Dikisahkan, suatu ketika Guru Durna sedang memberi pelajaran memanah kepada para muridnya, Pandawa dan Kurawa. Dari jauh seorang pemuda dari golongan kasta rendah bernama Bambang Ekalaya tengah mengawasi mereka. Pemuda itu takjub akan kehebatan sang Guru Durna. Ia ingin sekali belajar memanah kepadanya. Tetapi ia paham. Tidak mungkin Guru Durna berkenan menerimanya sebagai murid. Karena selama ini sudah menjadi rahasia umum, sang Resi hanya mau mengajar siswa dari golongan kasta bangsawan.
Bambang Ekalaya akhirnya hanya bisa mundur teratur. Menatap semuanya dari kejauhan. Dan juga terpaksa menyimpan keinginannya dalam hati.
Akan halnya Guru Durna, dalam membimbing anak didiknya, ia adalah seorang pengajar yang pilih kasih. Suka membeda-bedakan. Saat itu ia cenderung menganakemaskan Arjuna ketimbang terhadap murid-muridnya yang lain.
Mengapa Guru Durna berlaku demikian? Tak lain dan dan tak bukan karena Arjuna adalah sosok pemuda cerdas, yang cepat tanggap menyerap ilmu yang diajarkan.
Saking sayangnya terhadap Arjuna, Guru Durna tak segan mewariskan panah Sangkali, pusaka sakti yang dimiliknya. Ia berharap Arjuna menjadi satu-satunya ksatria dari Kurusetra yang tidak terkalahkan. Yang kelak bisa diandalkan saat terjun ke kancah peperangan.
Tentu saja perlakuan pilih kasih sang guru sedikit banyak membuat Arjuna tumbuh menjadi pemuda manja dan agak besar kepala.
Sementara nun jauh di sana, Bambang Ekalaya, sekalipun tidak bisa menjadi murid Guru Durna, ia tidak putus harapan. Pemuda itu tetap belajar memanah dengan caranya sendiri.
Untuk memacu semangatnya, Bambang Ekalaya menciptakan patung yang serupa dengan sosok guru idolanya. Dan patung itu selalu dibawanya ke mana pun ia pergi. Juga diletakkan tak jauh darinya saat ia sedang berlatih memanah.

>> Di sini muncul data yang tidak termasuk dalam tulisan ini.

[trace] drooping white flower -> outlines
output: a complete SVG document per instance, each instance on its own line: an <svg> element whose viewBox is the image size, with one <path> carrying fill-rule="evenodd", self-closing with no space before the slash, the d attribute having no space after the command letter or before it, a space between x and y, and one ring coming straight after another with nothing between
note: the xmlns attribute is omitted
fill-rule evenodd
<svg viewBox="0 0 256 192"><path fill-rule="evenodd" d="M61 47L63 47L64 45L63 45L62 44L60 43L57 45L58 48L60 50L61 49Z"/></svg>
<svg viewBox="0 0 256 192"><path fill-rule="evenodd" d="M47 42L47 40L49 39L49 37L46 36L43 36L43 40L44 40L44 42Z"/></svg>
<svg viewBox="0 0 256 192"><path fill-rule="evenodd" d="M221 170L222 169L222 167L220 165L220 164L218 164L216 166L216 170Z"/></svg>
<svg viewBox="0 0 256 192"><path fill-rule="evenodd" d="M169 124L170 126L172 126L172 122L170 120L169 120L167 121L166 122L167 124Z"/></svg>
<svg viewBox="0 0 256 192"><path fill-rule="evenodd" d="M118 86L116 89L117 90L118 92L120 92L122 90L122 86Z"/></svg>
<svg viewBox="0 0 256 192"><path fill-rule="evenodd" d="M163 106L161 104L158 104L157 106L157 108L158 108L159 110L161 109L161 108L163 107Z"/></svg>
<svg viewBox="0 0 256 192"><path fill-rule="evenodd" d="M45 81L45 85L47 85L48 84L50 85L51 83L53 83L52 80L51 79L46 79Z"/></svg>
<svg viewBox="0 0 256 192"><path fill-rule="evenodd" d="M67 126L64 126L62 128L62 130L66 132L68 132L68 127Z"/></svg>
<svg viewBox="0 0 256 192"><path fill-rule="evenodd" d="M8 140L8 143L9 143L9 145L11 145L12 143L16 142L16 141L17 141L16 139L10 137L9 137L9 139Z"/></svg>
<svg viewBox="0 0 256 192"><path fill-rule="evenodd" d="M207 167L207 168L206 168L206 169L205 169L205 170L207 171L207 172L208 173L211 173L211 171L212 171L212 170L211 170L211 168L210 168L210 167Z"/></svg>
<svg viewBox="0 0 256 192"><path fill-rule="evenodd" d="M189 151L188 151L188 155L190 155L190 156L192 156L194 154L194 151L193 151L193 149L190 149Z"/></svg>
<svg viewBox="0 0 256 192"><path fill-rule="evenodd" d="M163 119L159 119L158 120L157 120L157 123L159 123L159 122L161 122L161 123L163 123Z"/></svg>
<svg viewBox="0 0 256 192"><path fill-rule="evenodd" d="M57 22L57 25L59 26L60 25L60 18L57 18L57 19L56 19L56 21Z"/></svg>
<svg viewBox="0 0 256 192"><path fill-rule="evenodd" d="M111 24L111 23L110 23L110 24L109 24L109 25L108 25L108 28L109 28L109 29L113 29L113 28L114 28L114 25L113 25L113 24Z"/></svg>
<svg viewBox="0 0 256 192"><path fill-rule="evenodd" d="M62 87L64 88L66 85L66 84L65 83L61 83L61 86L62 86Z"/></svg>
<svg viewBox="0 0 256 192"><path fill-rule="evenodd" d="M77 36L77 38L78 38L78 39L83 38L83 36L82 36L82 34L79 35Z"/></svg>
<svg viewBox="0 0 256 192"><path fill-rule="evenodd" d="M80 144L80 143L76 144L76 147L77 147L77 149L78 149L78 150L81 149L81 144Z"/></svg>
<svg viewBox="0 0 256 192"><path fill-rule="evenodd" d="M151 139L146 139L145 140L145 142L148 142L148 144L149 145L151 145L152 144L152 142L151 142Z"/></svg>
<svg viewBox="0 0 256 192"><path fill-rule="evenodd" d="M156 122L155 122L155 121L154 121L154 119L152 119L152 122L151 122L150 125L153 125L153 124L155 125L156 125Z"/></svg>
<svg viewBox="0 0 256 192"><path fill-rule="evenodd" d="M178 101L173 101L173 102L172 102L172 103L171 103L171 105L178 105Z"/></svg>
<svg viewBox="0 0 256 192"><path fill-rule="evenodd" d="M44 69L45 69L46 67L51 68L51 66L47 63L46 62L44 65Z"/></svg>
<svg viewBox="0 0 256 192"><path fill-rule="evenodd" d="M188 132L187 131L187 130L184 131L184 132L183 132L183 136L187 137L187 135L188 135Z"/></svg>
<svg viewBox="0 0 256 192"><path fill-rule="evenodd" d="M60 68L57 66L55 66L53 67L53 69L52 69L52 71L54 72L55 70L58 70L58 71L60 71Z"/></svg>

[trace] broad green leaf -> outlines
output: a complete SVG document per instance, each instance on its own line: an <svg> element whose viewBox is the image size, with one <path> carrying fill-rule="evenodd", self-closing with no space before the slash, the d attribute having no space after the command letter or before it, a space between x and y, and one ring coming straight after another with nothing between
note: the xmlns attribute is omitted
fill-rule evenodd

Karena kegigihannya itu, Bambang Ekalaya berhasil menjadi seorang pemanah ulung. Kemahirannya bahkan sepadan dengan Arjuna.
Suatu hari ketika Bambang Ekalaya sedang berlatih memanah di tepi hutan, melintas seekor anjing yang tiba-tiba hendak menyerangnya. Serta merta Bambang Ekalaya melesatkan anak panah di tangannya. Ia melepas sebanyak tujuh buah anak panah. Dan semua anak panah itu tepat menancap pada mulut sang anjing tanpa satu pun yang meleset dari sasaran.
Kejadian tersebut diketahui oleh Guru Durna dan para muridnya. Termasuk Arjuna. Mereka kebetulan sedang melintas di sekitar hutan.